Harry is getting along in years and though he still can go hiking and backpacking, he finds that he is unable to perform sexually. He finally goes to his doctor who tries a few things, but nothing seems to work. So the doctor refers him to an American Indian medicine man. The medicine man says, "I can cure this." With that said, he throws a white powder in a flame, and there is a flash with billowing blue smoke. Then he says, "This is powerful healing but you can only use it once year. All you have to do is say '123,' and it shall rise for as long as you wish!" The guy then asks, "What happens when it's over, and I don't want to continue?" The medicine man replies: "All you or your partner has to say is 1234, and it will go down. But be warned, It will not work again for another year! " Harry rushes home, anxious to try out his new powers with the powder. That night he is ready to surprise his wife. He showers, shaves, and puts on his most exotic shaving lotion and cologne. After he gets into bed and is lying next to her, he says, "123;" and suddenly he becomes more aroused than anytime in his life, just as the medicine man had promised. His wife, who had been facing away from him, turns over and asks, "What the hell did you say 123 for?"

EVERYTHING HAS A GENDER

You may not know this but many nonliving things have a gender. Ziploc Bags are Male, because they hold everything in, but you can see right through them. Copiers are Female, because once turned off; it takes a while to warm them up again. It's an effective reproductive device if the right buttons are pushed, but can wreak havoc if the wrong buttons are pushed.
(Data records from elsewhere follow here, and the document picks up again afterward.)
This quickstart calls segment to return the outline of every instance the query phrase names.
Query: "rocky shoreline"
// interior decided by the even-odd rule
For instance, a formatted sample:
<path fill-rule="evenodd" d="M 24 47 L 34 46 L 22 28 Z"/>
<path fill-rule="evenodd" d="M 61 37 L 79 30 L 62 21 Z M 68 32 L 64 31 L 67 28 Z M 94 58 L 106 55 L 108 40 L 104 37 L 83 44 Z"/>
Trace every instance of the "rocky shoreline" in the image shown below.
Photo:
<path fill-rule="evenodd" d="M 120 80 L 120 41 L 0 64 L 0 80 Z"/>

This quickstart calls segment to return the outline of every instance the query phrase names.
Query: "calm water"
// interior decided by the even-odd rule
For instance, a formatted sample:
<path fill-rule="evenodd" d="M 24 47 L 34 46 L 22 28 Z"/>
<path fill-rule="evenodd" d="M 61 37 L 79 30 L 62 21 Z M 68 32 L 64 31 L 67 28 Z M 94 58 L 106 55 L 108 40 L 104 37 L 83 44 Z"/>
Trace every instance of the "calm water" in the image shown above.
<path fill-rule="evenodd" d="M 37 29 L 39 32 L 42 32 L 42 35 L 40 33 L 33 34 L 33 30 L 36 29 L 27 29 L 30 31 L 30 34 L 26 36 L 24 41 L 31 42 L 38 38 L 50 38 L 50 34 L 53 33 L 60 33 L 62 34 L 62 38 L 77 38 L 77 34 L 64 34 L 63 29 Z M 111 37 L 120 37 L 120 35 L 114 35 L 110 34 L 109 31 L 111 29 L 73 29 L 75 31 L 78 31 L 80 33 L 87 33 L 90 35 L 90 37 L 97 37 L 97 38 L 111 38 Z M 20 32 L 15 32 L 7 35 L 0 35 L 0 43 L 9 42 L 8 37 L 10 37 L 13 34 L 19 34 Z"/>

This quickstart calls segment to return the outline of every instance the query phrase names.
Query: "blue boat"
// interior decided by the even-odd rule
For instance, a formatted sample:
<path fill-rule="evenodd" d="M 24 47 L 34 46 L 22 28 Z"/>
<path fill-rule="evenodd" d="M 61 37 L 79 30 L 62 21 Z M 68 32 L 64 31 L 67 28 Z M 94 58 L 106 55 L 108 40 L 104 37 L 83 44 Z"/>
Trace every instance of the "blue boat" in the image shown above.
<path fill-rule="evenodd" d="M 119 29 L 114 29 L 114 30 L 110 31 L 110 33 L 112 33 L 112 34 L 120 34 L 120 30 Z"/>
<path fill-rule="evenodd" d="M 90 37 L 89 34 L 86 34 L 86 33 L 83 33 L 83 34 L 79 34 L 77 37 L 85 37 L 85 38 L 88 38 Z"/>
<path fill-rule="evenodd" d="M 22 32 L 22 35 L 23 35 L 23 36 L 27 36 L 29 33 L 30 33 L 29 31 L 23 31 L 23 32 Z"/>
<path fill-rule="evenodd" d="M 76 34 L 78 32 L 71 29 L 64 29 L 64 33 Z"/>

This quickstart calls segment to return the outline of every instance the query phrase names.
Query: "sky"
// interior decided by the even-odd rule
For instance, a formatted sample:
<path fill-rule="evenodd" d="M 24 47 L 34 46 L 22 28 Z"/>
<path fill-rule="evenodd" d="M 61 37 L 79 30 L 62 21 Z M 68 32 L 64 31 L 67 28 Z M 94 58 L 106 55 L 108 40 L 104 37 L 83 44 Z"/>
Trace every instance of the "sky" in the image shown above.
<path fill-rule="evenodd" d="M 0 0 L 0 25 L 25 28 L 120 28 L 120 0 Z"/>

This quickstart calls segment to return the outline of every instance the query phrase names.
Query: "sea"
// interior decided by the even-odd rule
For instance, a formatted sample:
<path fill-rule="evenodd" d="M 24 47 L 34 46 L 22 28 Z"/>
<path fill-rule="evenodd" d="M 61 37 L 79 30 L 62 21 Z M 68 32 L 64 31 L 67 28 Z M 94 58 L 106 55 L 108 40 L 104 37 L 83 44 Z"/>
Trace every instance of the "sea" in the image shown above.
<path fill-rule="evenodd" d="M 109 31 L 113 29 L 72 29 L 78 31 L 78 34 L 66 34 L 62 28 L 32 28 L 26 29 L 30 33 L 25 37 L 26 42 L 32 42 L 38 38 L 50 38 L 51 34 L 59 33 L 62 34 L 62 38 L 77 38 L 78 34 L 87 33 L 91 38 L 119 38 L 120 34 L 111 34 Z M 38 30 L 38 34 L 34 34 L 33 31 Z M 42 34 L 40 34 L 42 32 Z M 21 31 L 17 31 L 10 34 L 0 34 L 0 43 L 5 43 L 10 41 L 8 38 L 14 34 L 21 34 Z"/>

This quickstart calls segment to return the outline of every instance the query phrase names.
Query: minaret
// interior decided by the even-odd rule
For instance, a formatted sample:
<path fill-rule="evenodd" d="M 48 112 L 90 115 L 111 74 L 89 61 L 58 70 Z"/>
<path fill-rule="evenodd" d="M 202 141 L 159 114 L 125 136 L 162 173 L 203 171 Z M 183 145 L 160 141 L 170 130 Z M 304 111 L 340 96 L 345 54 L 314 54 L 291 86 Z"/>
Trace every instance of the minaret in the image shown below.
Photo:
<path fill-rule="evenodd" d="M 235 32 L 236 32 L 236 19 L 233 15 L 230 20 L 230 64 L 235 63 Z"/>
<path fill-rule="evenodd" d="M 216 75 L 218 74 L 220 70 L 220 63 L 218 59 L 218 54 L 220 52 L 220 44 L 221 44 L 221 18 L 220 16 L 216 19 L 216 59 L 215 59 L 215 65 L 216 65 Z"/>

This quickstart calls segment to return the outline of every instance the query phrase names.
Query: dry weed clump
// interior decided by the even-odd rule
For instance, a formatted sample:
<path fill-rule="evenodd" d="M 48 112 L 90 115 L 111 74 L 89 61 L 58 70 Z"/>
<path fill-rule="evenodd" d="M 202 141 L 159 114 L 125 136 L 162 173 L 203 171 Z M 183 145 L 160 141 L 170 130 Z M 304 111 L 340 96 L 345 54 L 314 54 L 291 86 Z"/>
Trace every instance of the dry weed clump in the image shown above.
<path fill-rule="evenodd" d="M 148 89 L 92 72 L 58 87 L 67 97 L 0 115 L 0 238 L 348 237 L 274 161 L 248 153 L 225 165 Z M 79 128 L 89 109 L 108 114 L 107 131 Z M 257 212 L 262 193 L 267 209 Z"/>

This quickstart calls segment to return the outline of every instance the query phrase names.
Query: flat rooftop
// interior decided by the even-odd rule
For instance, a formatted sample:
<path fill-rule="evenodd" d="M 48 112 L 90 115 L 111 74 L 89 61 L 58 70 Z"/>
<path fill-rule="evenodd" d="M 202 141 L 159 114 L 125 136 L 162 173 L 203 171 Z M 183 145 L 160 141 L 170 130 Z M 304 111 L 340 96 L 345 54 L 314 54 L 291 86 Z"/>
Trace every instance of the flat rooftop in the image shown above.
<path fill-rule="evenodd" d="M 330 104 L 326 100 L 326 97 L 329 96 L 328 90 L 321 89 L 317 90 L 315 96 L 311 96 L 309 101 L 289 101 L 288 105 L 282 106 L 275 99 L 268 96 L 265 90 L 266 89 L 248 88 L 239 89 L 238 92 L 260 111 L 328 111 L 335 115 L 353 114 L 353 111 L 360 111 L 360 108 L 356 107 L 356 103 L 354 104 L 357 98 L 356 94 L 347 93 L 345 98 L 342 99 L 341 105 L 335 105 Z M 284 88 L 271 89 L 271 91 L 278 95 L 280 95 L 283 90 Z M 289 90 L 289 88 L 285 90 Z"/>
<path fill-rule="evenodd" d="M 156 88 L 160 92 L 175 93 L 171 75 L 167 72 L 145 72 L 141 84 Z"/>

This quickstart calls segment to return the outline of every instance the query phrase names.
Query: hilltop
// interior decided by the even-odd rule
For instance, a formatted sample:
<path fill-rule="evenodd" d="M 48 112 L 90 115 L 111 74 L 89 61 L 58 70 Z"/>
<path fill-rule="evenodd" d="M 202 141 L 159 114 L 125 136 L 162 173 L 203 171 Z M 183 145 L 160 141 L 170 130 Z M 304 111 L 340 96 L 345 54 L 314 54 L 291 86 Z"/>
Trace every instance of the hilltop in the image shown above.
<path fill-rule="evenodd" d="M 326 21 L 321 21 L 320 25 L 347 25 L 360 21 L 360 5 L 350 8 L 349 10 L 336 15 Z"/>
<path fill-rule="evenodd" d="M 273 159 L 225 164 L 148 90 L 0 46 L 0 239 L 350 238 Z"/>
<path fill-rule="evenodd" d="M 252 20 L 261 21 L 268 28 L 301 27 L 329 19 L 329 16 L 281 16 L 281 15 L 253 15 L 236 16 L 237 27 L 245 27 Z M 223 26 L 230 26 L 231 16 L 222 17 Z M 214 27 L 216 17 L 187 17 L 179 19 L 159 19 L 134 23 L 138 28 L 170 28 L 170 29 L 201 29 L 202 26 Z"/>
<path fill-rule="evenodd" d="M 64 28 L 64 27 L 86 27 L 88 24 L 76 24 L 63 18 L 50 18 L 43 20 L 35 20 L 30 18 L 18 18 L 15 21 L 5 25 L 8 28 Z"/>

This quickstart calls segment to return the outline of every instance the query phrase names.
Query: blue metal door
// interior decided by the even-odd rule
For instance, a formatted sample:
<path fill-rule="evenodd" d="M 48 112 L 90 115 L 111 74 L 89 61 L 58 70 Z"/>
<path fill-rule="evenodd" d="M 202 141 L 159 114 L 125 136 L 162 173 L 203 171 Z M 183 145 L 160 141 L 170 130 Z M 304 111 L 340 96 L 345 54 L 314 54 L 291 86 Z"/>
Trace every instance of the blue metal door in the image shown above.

A Tire is Male, because it goes bald and it's often over-inflated. A Hot Air Balloon is Male, because, to get it to go anywhere, you have to light a fire under it, and of course, there's the hot air part. Sponges are Female, because they're soft, squeezable and retain water. A Web Page is Female, because it's always getting hit on. A Subway is Male, because it uses the same old lines to pick people up. An Hourglass is Female, because over time, the weight shifts to the bottom. A Hammer is Male, because it hasn't changed much over the last 5,000 years, but it's handy to have around. A Remote Control is Female. Ha! You thought it'd be male , didn't you? But consider this - it gives a man pleasure, he'd be lost without it, and while he doesn't always know the right buttons to push, he keeps trying!

Jokes

He said . . .. I don't know why you wear a bra; you've got nothing to put in it. She said .. . You wear pants don't you? He said .. . .Shall we try swapping positions tonight? She said . . That's a good idea - you stand by the ironing board while I sit on the sofa. He said . . .. What have you been doing with all the grocery money I gave you? She said . Turn sideways and look in the mirror! On a wall in a ladies room . .. "My husband follows me everywhere" Written just below it . " I do not" Q.How many honest, intelligent, caring men in the world does it take to do the dishes? A.Both of them. Q.How does a man show that he is planning for the future? A.He buys two cases of beer. Q.What is the difference between men and government bonds? A.The bonds mature. Q..Why are blonde jokes so short? A.So men can remember them. QHow many men does it take to change a roll of toilet paper? A.We don't know; it has never happened. Q.What do you call a woman who knows where her husband is every night? A..A widow. Q.Why are married women heavier than single women? A.Single women come home, see what's in the fridge and go to bed. Married women come home, see what's in bed and go to the fridge. Q.What is the one thing that all men at singles bars have in common? A.They're married. Man says to God:"God, why did you make woman so beautiful?"God says:"So you would love her." But God,"the man says, "why did you make her so dumb?" God says:"So she would love you."